Se, ai sensi del bando, la “qualità architettonica dell’idea progettuale” ha costituito l’elemento di forza dei progetti premiati, le declinazioni socio-religiose più interessanti emergono forse dai quattro progetti “menzionati”. L’intervento progettato da Luigi Leoni, uno dei protagonisti dell’architettura di chiese degli ultimi decenni, è quello che più pone in evidenza lo snodo tra architettura liturgica (e quindi confessionale) e coesione sociale (necessariamente interreligiosa, in Palestina): la cappella cattolica sulla Grotta del Latte a Betlemme (progettata con Chiara Rovati) resterà certamente un punto di riferimento nella rinnovata topografia religiosa di Terra Santa. Spostandosi in Italia e ragionando sul contributo delle chiese cattoliche alla promozione civile, è stato premiato il complesso parrocchiale Santa Maria di Nazareth di San Cataldo (Cl), progettato da Giuseppe di Vita: in tale caso, è stata riconosciuta la capacità di declinare l’attenzione liturgica con la sensibilità sociale, espressi in un contesto in cui la chiesa può proporsi come riferimento credibile e autorevole per la coesione sociale del quartiere. Anche l’opera presentata da Fabio Alfano, la cappella Maria Donna di Pace, è stata riconosciuta meritevole di menzione, per la cura dell’inserimento ambientale del luogo di culto all’interno di un complesso destinato ad attività sociali: la cappella fa infatti parte del Borgo della Pace di Villafrati (Pa), centro di spiritualità e accoglienza per ragazzi a rischio, indigenti ed extracomunitari, e va ad affiancarsi a spazi per riflessione, apprendimento, accoglienza e incontro sostanzialmente autocostruiti e finanziati dalla solidarietà internazionale. In ambito islamico, è stato menzionato il progetto di moschea per Telagh, commissionato dalla locale comunità musulmana all’architetto italiano Giovanni Ingallinera.
La giuria ha poi attribuito una menzione speciale al lavoro di Matilde Cassani (Spiritual devices: sacred spaces in profane buildings): pur non trattandosi di un’architettura specifica, ma di un ragionamento su allestimenti temporanei e attrezzature per adibire al culto spazi secolari, è stata apprezzata la capacità di analisi della studiosa, arricchita da una visione progettuale e positiva di situazioni di emergenza o di degrado. Tale tipo di ricerca emerge, per qualità e intensità, all’interno del panorama dei progetti presentati.
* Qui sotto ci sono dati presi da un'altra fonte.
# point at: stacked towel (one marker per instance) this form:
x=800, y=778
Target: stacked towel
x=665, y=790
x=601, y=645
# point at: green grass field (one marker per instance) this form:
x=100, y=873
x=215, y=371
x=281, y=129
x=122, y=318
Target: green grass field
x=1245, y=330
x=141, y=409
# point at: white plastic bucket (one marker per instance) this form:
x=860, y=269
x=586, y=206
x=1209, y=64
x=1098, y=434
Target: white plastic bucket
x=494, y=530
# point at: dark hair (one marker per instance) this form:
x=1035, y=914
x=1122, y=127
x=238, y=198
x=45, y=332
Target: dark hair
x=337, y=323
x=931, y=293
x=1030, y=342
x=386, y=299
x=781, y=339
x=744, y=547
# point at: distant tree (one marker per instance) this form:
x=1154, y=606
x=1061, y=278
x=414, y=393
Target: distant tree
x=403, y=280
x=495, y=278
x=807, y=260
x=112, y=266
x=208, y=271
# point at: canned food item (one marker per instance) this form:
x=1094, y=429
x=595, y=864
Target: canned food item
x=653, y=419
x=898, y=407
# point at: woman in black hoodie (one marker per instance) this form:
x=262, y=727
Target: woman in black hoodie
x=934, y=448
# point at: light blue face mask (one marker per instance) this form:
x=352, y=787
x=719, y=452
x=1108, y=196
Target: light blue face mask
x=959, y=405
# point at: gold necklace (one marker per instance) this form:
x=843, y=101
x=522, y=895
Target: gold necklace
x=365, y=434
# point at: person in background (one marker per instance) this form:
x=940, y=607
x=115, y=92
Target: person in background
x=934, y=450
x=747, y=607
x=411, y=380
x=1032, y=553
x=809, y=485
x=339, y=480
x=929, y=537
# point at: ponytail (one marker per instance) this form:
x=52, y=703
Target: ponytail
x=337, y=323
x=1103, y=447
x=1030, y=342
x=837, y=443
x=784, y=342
Infine, il premio per il partecipante iscritto agli Ordini architetti siciliani, bandito dalla Consulta Regionale degli Ordini degli Architetti PPC di Sicilia, è stato assegnato al gruppo di Giuseppe Pellitteri, Dario Riccobono, Vincenzo Venezia, Enzo La Scalia, Salvatore Interbartolo, Francesco Di Maio, Alessia Riccobono, progettisti del complesso parrocchiale di San Gregorio ad Agrigento.
La premiazione dei vincitori e la mostra dei progetti sono state presentate la sera del 15 giugno 2013 nel quadro del Terzo Meeting Internazionale “Architects meet in Selinunte_L’architettura che verrà”, organizzato da AIAC (Associazione Italiana di Architettura e Critica) e presS/Tfactory.
Certamente il tema proposto, con lungimiranza, dagli organizzatori del Premio sarà all’ordine del giorno nei prossimi decenni, e saranno necessarie iniziative di formazione, approfondimento e riflessione rivolte sia agli amministratori del territorio, sia ai progettisti, per i quali – tra l’altro – si apriranno interessanti ambiti di attività professionale, non appena le diverse religioni vedranno riconosciuto e attuato il proprio diritto a fruire di spazi di culto appositamente progettati per ogni culto e per ogni luogo, intesi anche come contributi originali alla ricerca di qualità urbana e paesaggistica.